I’m trying to rotate an object about a point. I have the idea of how in my head but I’m running in to some issues with the actual math involved. Now I don’t know too much about vector math, or quaternions, specifically rotations and things like gimble.
Now everything is functioning as I want it too except that I have a problem when I hit 90( for example on the Y axis ) on my rotation. When I do that it starts to jitter slightly and it tries to stick at a value of 90. I can modulo that back to 0 so it doesn’t freak out. But of course when doing that the object moves back too, essentially, it’s start point and the rotation starts over. This only gives me 45 degrees of rotation. So I have two questions.
1: Why is this happening? Is this the gimble lock thing? If I understand why it’s occurring then hopefully I can avoid it in future.
2: How can I rotate the full 360 degree’s on any given axis?
If youve done coding bedore then you will know that there are limits on data types like floats and integers etc. We adding 30 to our float variable each frame. Its bound to exceed this limit and will cause an error at some stage.
Of course. I think you’re misunderstanding my problem. It hit’s 90 and then stays there, it doesn’t advance any further. A float can hold a value higher than 90. I’m not pushing the type past it’s limitation.

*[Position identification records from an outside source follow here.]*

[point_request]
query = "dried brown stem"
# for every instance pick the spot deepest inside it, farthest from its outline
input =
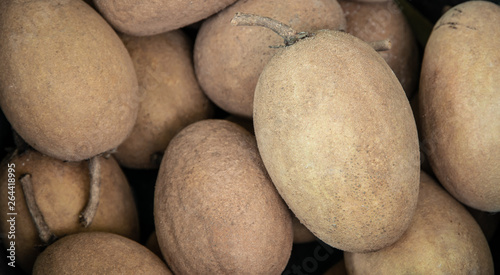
(381, 45)
(289, 35)
(88, 214)
(44, 232)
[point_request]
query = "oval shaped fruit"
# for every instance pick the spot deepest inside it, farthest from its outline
(98, 253)
(337, 136)
(68, 85)
(459, 101)
(443, 238)
(381, 20)
(228, 59)
(216, 210)
(154, 17)
(61, 190)
(171, 98)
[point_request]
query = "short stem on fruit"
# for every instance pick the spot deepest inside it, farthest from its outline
(289, 35)
(88, 214)
(46, 236)
(381, 45)
(156, 158)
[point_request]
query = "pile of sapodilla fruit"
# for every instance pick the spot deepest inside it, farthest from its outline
(321, 140)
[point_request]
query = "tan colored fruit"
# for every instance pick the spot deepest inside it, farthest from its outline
(337, 136)
(443, 238)
(152, 244)
(459, 101)
(229, 59)
(300, 233)
(216, 210)
(157, 16)
(337, 269)
(171, 98)
(61, 192)
(68, 86)
(98, 253)
(379, 20)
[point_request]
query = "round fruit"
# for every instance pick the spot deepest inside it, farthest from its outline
(171, 98)
(459, 101)
(61, 190)
(154, 17)
(216, 210)
(443, 238)
(68, 85)
(228, 60)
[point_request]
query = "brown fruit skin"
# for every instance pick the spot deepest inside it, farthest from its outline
(337, 136)
(458, 100)
(229, 59)
(157, 16)
(373, 21)
(443, 238)
(98, 253)
(61, 192)
(68, 86)
(152, 244)
(300, 233)
(216, 210)
(171, 98)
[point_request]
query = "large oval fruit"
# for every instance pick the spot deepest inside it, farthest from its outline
(67, 85)
(216, 210)
(459, 101)
(337, 136)
(443, 238)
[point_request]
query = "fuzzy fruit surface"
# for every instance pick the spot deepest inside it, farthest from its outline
(338, 138)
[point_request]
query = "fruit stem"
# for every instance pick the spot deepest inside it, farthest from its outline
(46, 236)
(88, 214)
(289, 35)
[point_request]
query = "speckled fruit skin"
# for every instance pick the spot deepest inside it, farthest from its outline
(157, 16)
(61, 192)
(338, 138)
(98, 253)
(229, 59)
(68, 85)
(459, 101)
(170, 95)
(379, 20)
(443, 238)
(216, 210)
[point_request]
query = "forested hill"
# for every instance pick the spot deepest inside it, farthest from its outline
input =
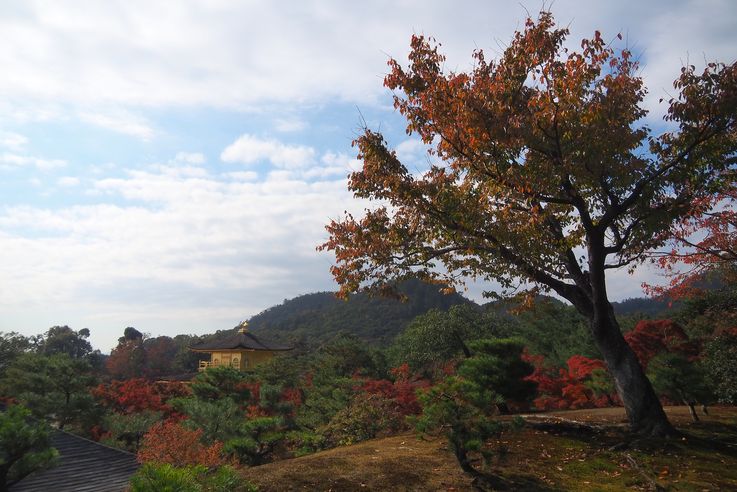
(311, 319)
(646, 307)
(317, 317)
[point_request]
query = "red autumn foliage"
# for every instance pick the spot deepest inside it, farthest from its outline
(137, 395)
(560, 388)
(703, 241)
(171, 442)
(293, 396)
(652, 337)
(402, 391)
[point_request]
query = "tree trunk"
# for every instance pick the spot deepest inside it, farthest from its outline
(692, 410)
(644, 411)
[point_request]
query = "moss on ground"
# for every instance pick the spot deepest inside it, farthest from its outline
(704, 458)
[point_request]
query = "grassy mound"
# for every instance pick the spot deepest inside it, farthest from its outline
(558, 452)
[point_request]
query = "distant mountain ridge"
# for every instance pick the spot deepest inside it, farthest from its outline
(314, 318)
(320, 316)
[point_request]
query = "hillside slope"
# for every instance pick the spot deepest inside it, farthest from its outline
(317, 317)
(535, 460)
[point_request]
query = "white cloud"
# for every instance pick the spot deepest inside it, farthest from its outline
(68, 181)
(217, 247)
(12, 141)
(249, 149)
(11, 160)
(190, 158)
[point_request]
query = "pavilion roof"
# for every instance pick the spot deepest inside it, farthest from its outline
(243, 340)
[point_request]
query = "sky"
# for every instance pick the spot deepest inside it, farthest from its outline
(171, 165)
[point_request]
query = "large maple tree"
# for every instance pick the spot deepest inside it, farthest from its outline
(544, 173)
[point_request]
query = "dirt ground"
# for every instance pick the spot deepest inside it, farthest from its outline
(531, 459)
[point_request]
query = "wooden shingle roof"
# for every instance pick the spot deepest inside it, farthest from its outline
(84, 466)
(243, 340)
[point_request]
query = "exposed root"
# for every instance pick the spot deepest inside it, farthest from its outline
(647, 476)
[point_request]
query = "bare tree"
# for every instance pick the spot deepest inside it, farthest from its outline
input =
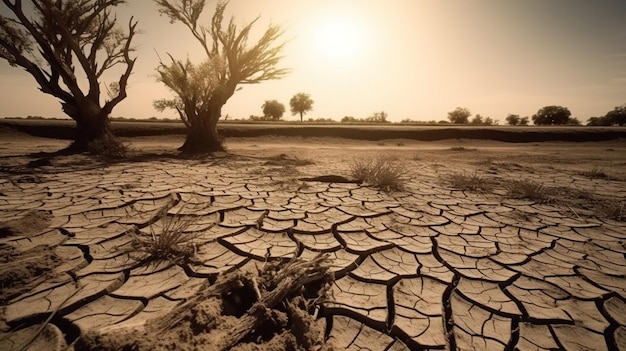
(62, 43)
(230, 62)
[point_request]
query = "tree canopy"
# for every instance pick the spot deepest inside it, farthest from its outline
(551, 115)
(272, 109)
(617, 115)
(301, 103)
(460, 115)
(230, 61)
(63, 43)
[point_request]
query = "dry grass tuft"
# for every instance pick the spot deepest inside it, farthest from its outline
(528, 189)
(472, 182)
(383, 172)
(171, 242)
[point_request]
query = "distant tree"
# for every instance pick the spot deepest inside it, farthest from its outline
(201, 90)
(301, 103)
(478, 119)
(273, 109)
(617, 115)
(378, 117)
(551, 115)
(67, 46)
(598, 121)
(573, 121)
(459, 116)
(512, 120)
(524, 121)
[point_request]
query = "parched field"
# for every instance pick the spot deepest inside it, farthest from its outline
(490, 245)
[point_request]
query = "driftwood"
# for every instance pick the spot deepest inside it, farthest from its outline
(273, 286)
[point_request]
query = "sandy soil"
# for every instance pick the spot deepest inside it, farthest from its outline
(485, 268)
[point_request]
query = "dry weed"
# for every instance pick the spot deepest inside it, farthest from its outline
(528, 189)
(383, 172)
(472, 182)
(171, 241)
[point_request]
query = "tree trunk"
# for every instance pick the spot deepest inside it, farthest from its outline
(93, 129)
(202, 136)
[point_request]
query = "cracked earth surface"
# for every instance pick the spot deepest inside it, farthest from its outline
(432, 267)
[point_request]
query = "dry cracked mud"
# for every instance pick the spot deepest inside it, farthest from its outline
(433, 267)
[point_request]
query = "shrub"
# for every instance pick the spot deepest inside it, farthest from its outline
(472, 182)
(385, 173)
(528, 189)
(172, 242)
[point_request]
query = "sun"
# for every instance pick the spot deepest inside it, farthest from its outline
(338, 39)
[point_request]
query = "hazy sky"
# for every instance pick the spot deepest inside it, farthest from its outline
(415, 59)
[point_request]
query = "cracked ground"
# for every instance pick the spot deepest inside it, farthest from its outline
(439, 265)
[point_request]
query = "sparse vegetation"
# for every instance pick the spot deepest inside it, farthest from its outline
(595, 172)
(528, 189)
(169, 241)
(301, 103)
(467, 182)
(68, 47)
(385, 173)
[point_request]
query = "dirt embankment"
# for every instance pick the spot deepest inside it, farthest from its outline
(65, 129)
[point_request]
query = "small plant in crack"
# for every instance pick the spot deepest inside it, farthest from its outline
(168, 239)
(528, 189)
(385, 173)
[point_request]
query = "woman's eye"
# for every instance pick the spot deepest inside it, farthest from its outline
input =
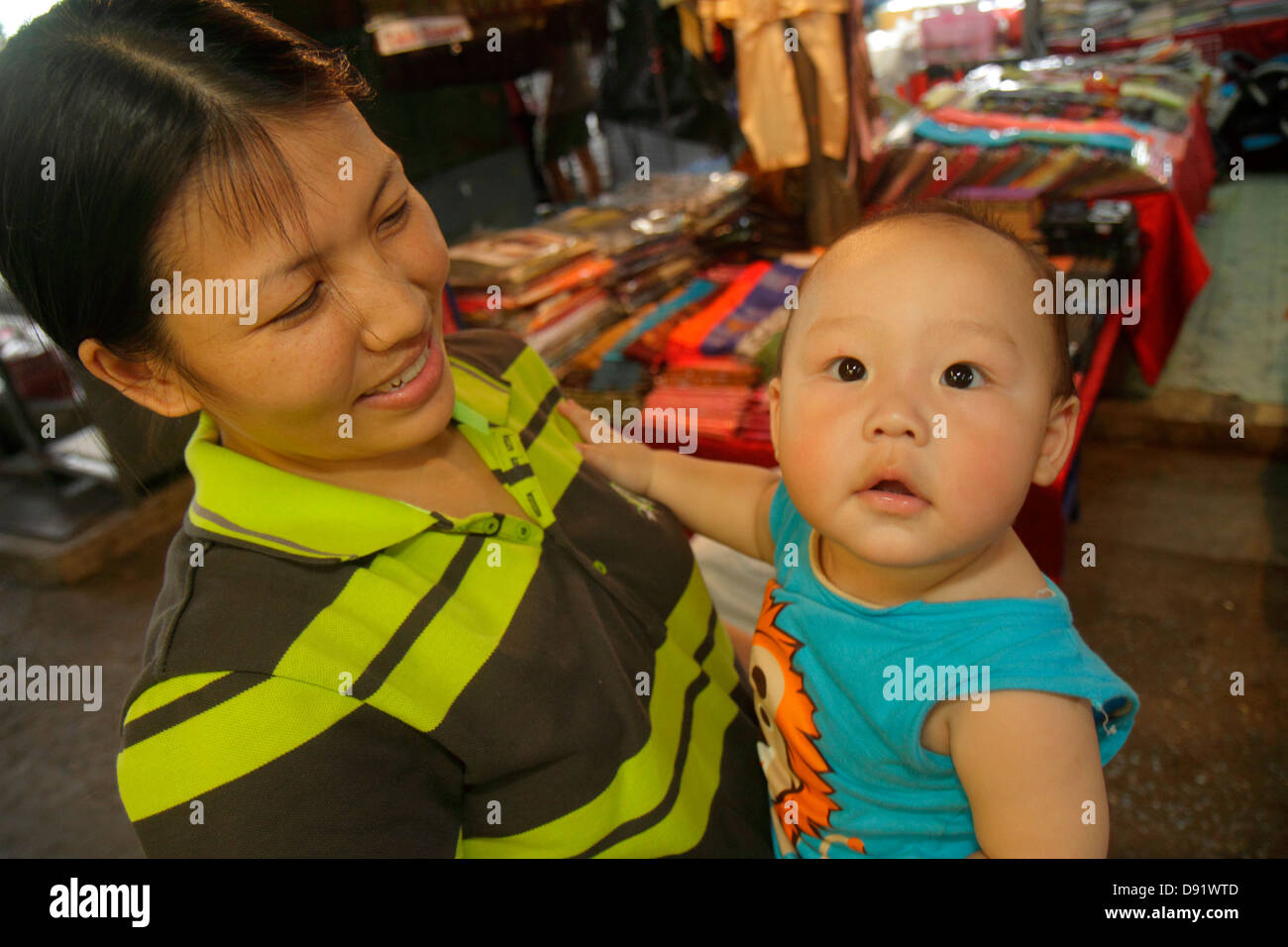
(962, 375)
(303, 308)
(849, 368)
(398, 214)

Basically I want to do this every frame:
Y + (RotationAmount * Delta) = NewY.
Then of course handle the case when it reaches 360 to wrap it back around to 0. I’m not exceeding the data type.
If I just start with a float at 0 and increase from there it works. It only seems to get weird if I first fill the variable using GetWorldRotation. I’m obviously misunderstanding something with that.
Think about modulo as “evenly divide by this number, and give me the left over part”. If you modulo 100 by 90, you get 10, because you divide out one 90 and you have 10 left over. If you modulo 80 by 90, you end up with 80, because you divide out zero 90s, and you’re left with 80. If you modulo 100 degrees by 90, you end up with 10 degrees. That’s why this math looks ok under 90 degrees, but gets weird above 90.
It sounds like what you’re actually intending to do is round down to the nearest degree or something? I’m not really sure what the jitter you’re describing is, but modulo isn’t the solution.
Rotations like this normally don’t “jitter”, so you should figure out what’s wrong with your object rotations that are causing it to jitter.